Current translation may have masked truth and beauty, says Melboune Archbishop, Denis Hart, in the lead up to the implementation of the new English translation.
By Anthony Barich
The current Missal translations that the English-speaking world has used for the past 40 years have hidden the Church’s true faith, Archbishop Denis Hart of Melbourne said.
“While very successful in many ways, this translation has, in many cases, hidden rather than revealed the true treasures of the Liturgy,” Archbishop Hart, the Australian bishops’ representative on the International Commission on English in the Liturgy (ICEL), said in Melbourne’s Catholic journal Kairos on July 26.
The ICEL is working on a retranslation of the Latin Liturgy into English, ordered by the Congregation for Divine Worship under Pope John Paul II in 2001.
While he said the process was “nearing the end”, Archbishop Hart would not specify when.

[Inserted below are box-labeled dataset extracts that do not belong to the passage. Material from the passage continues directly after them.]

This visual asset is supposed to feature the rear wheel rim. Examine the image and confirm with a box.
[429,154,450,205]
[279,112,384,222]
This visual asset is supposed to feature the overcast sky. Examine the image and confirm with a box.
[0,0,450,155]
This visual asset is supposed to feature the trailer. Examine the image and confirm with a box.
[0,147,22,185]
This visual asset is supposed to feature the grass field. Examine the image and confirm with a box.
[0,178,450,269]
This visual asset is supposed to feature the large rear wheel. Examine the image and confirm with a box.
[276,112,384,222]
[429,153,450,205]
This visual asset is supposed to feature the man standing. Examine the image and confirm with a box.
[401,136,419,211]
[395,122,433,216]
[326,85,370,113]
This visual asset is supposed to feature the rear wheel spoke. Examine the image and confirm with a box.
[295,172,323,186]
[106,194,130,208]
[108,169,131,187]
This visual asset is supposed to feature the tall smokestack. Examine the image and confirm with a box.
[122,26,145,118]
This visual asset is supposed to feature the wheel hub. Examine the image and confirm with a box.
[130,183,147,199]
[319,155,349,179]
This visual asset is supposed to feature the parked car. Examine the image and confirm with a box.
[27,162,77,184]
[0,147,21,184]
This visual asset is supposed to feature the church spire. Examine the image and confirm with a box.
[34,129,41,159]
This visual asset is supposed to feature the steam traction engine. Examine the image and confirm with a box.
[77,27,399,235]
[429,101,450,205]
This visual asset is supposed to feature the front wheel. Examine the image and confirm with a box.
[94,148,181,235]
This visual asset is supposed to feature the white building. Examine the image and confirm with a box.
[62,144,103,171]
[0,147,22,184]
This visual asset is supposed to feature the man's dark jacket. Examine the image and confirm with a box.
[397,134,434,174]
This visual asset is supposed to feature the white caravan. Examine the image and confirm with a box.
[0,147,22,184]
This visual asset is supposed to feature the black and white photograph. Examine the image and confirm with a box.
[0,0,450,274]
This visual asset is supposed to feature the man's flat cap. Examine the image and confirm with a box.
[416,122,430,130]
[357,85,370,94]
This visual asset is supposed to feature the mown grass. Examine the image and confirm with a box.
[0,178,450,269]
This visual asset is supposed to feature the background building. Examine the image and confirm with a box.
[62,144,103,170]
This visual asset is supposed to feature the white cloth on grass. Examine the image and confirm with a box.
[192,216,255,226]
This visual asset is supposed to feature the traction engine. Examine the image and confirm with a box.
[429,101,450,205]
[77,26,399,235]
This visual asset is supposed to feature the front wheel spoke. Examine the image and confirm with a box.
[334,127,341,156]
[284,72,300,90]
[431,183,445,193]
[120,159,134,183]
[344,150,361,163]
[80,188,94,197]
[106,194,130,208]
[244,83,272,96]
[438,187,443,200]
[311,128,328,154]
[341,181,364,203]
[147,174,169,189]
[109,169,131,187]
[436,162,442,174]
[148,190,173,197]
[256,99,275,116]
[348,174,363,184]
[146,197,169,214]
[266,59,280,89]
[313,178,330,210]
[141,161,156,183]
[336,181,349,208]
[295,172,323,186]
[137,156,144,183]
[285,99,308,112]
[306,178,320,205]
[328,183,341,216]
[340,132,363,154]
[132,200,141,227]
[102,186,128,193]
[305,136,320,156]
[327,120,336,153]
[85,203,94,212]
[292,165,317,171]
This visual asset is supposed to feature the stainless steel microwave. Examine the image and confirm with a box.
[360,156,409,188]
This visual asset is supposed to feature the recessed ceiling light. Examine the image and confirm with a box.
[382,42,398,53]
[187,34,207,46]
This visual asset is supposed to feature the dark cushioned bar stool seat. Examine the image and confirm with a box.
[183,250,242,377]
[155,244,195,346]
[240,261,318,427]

“Just as the frescoes of the Sistine Chapel were dulled by smoke and grime, so the vivid colours of the Sacred Liturgy were dulled by a limited use of vocabulary and a pedestrian style of sentence structure,” Archbishop Hart said.
“Like the earlier, unskilled attempts at restoring the work of Michelangelo, so the rich imagery of the original Latin text was often obscured or removed altogether.
“Most tragically, in some places our current translations have actually hidden the Church’s true faith. An ancient saying, ‘Lex orandi, lex credendi’ (‘the way we pray is the way we believe’) teaches that if our prayers are robbed of their full meaning, so also our faith is impoverished.”
The Vox Clara Committee, which includes Cardinal George Pell of Sydney, was formed in 2001 under Pope John Paul II to advise the Holy See on English-language liturgical books and to strengthen cooperation with the conferences of bishops in this regard.
This task required “the preparation of (new) liturgical books marked by sound doctrine, which are exact in wording, free from all ideological influence, and otherwise endowed with those qualities by which the sacred mysteries of salvation and the indefectible faith of the Church are efficaciously transmitted by means of human language to prayer, and worthy worship is offered to God the Most High”, the Congregation for Divine Worship said in 2001.
The texts being prepared by the ICEL will be common to the entire English-speaking Church.
The bishops’ conferences of Canada, England and Wales, India, Ireland, New Zealand, Pakistan, Philippines, Scotland, South Africa and the United States have been involved.
The US Conference of Catholic Bishops announced on July 17 that they have approved four liturgical texts for use in English-speaking countries.
The original Latin text of the Liturgy is the result of many centuries of faith and tradition, parts of which go back to the very earliest times of the Church, he said, and centres on the Sacrifice of the Mass – “the greatest treasure of the Church” – in which saints and martyrs and bishops and priests and people join together with the angels ‘as one voice’ to praise the God and Father of our Lord Jesus Christ.
However, he said that English, like Latin, is also capable of “bearing many layers of meaning. English, like Latin, can accurately express and convey the truth of our Faith,” Archbishop Hart said.
The Archbishop warned that the introduction of the new texts would “take some considerable effort” by the laity and would require much patience and “a firm degree of solidarity” with the bishops and the whole Church.
Priests and people will also need to be pastorally prepared through a period of catechesis.
“However, I am sure that when this great work of restoration is completed and we are all able to experience the result for ourselves, we will rejoice to see the revelation of the hidden treasures of the Liturgy – a treasure fresh and restored for the Church today and for many future generations,” he said.